Document Type : Original research papers
Department of Sport Sciences, Faculty of Sport Sciences, University of Birjand, Birjand, Iran
Department of Mechanical Engineering, Faculty of Engineering, University of Birjand, Birjand, Iran
Fracture of femur is considered as one of the most significant causes of disability and death, especially among the elderly people. Therefore, there is a global effort towards non-invasive assessment of the femoral fractures. The purpose of the present research was to compare the femoral neck fracture pattern in both normal and abnormal angles in active and non - active postmenopausal women.

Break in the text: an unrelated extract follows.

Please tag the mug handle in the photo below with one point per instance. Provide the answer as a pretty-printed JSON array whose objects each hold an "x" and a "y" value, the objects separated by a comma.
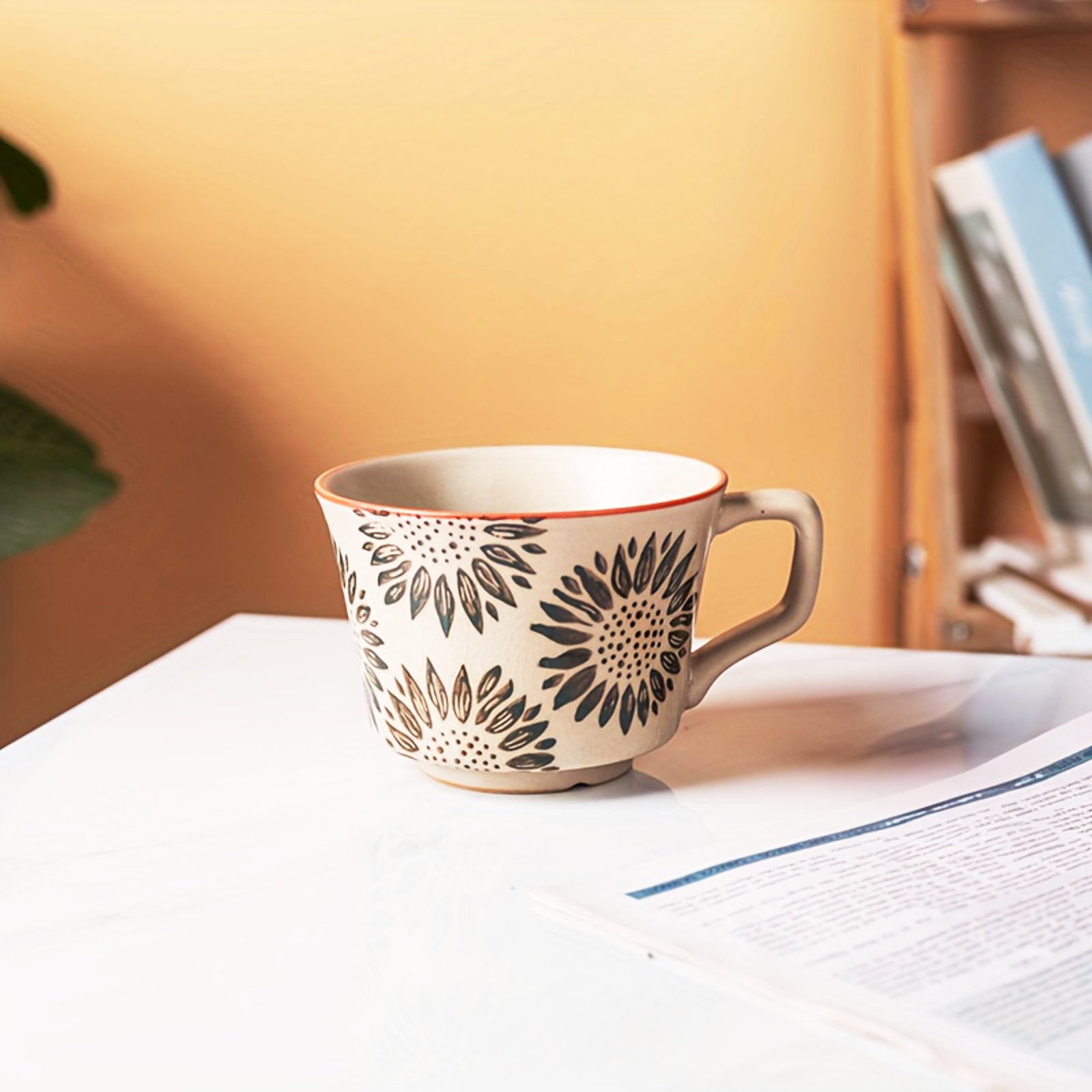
[{"x": 799, "y": 509}]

In this way, 20 postmenopausal women (54.2±2.5 years) were selected as active and non-active groups among all of the patients that registered in the CT scan department of the city hospital during the past three years. In this way, some parameters such as: the geometric data, density of the bone and also the type of bone based on their angles including Coxavara and Coxavalga of the hip joint were calculated by CT-Scan device.
The experimental and computational analysis of fracture patterns were carried out using Finite element method, whereas the model was simulated by 3D Max software. For statistical analysis after using kolmogorov smirnov tnormalization test, two-way ANOVA and Pearson correlation tests were used. Moreover, the data were analyzed with Abacus and SPSS 19 software and the level of significant set as p≤0.05.
The results showed that there is no significant difference between the femoral neck fracture pattern in both normal and abnormal angles between two groups (p≥0.05). Moreover, the geometry and density of the femoral neck did not indicate any significant effect on fracture pattern of the hip joint angles. Therefore, it seems that the geometric data could not consider as the predictor indices during fracture pattern of the femoral neck angle in postmenopausal women.